Let us compare the described algorithms in
Table 4.
Thus, of the above algorithms, the fuzzy logic algorithm is optimal for the weather station. It has a high efficiency, while its operation is much easier than the algorithm based on neural networks, at a comparable cost. In addition, despite the fact that the implementation of this algorithm is a relatively complex task, it is assumed that, given the specifics of the structure, the implementation will be carried out by a qualified engineer, which, in general, eliminates problems during installation.

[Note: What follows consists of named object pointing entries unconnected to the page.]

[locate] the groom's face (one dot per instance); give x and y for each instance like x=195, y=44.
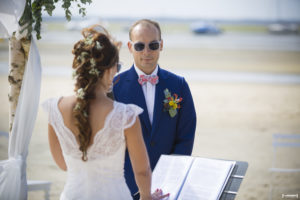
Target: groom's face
x=145, y=59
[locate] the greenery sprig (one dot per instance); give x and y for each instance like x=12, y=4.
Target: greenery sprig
x=32, y=16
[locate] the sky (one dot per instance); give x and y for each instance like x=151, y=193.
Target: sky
x=205, y=9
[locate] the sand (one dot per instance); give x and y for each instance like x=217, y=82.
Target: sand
x=235, y=120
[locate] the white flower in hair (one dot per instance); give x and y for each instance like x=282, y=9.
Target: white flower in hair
x=85, y=114
x=80, y=93
x=98, y=45
x=82, y=56
x=88, y=40
x=94, y=71
x=77, y=106
x=74, y=74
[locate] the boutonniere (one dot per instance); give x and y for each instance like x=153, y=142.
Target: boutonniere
x=171, y=103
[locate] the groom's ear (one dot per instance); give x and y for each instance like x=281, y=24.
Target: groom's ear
x=161, y=45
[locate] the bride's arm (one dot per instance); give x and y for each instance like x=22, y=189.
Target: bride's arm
x=139, y=159
x=56, y=149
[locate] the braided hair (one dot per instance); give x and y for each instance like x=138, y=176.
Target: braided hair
x=93, y=55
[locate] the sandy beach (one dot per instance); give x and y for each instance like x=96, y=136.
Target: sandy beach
x=235, y=120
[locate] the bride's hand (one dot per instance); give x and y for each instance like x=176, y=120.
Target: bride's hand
x=158, y=194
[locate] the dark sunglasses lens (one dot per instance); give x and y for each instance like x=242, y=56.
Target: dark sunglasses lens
x=119, y=66
x=154, y=46
x=139, y=46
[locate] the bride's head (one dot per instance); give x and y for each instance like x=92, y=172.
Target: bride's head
x=95, y=63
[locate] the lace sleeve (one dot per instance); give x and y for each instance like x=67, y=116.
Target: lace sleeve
x=131, y=112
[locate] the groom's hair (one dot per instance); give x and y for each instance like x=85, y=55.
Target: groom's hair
x=93, y=55
x=146, y=22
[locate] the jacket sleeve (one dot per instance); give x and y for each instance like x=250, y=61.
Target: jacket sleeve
x=186, y=125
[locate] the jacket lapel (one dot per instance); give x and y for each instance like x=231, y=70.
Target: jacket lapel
x=138, y=97
x=158, y=103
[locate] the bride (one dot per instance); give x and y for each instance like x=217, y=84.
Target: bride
x=89, y=133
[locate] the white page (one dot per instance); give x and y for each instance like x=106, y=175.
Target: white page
x=169, y=174
x=206, y=179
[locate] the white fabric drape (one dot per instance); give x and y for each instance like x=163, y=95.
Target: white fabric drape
x=13, y=183
x=10, y=13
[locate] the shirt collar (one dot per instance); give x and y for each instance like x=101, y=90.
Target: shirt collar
x=140, y=72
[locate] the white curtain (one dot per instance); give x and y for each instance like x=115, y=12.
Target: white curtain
x=13, y=183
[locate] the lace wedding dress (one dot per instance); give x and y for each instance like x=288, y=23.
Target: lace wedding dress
x=102, y=176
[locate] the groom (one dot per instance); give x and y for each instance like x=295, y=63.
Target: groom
x=169, y=118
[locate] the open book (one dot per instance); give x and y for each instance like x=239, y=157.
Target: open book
x=186, y=177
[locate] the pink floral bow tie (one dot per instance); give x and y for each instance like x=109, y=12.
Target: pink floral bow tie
x=153, y=79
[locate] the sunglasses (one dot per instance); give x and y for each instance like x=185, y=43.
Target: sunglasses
x=140, y=46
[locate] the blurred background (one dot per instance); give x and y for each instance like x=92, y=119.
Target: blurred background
x=241, y=59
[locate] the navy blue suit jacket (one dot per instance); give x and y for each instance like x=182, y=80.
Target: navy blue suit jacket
x=166, y=135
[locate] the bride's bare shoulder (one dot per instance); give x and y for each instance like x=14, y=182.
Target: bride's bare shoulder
x=66, y=103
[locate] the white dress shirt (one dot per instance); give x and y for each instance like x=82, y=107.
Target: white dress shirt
x=149, y=92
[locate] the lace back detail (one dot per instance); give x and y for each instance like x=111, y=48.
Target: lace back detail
x=109, y=140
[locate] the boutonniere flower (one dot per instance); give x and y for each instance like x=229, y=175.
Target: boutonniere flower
x=171, y=103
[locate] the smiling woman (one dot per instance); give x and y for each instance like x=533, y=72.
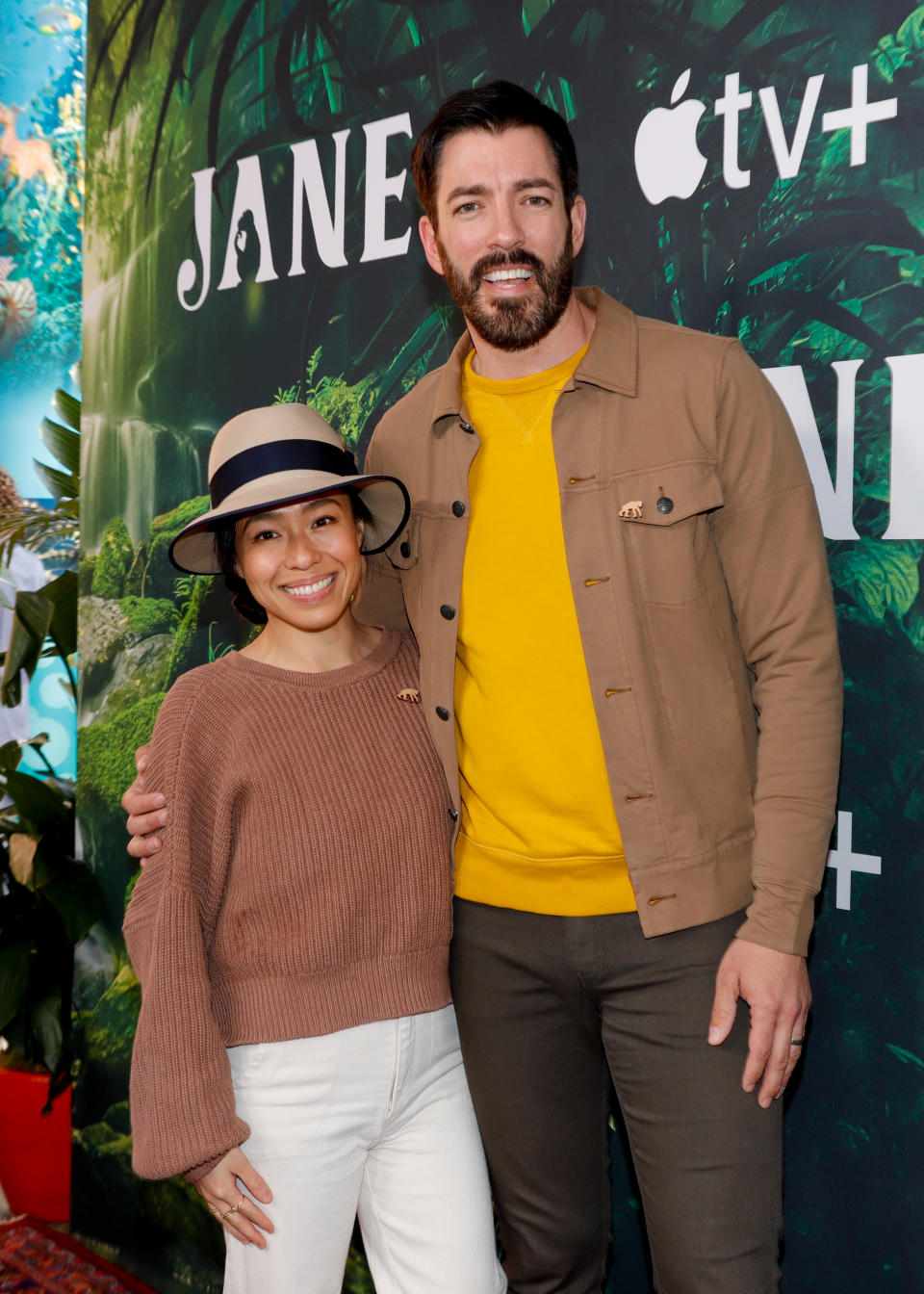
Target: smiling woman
x=296, y=1053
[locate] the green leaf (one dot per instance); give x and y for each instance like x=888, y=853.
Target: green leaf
x=40, y=802
x=880, y=580
x=61, y=484
x=64, y=444
x=64, y=595
x=68, y=408
x=22, y=858
x=33, y=616
x=45, y=1020
x=14, y=967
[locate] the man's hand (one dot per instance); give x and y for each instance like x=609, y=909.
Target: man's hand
x=145, y=813
x=776, y=986
x=233, y=1208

Depending on the spatial location and surrounding conditions, different positioning methods can be selected. In dense urban areas, the use of the static positioning method is more justified due to the lack of sufficient free space and the presence of shading from various objects, despite the fact that the efficiency of this method is significantly (18% or more) lower. When powering remote objects located in places with a low population density and large areas, such as small villages, weather stations and hotels, their use is more reasonable. In addition, when choosing a positioning method, it is important to consider the geographical location and it is desirable to perform calculations to identify the best one for the area (
Figure 1,
Figure 2 and
Figure 3). For example, a comparison of tracking methods relative to Bangladesh [
37] showed no significant difference in performance between single-axis and dual-axis positioning. The difference was 4.4%, which is disproportionate to the investment in the two-axis system.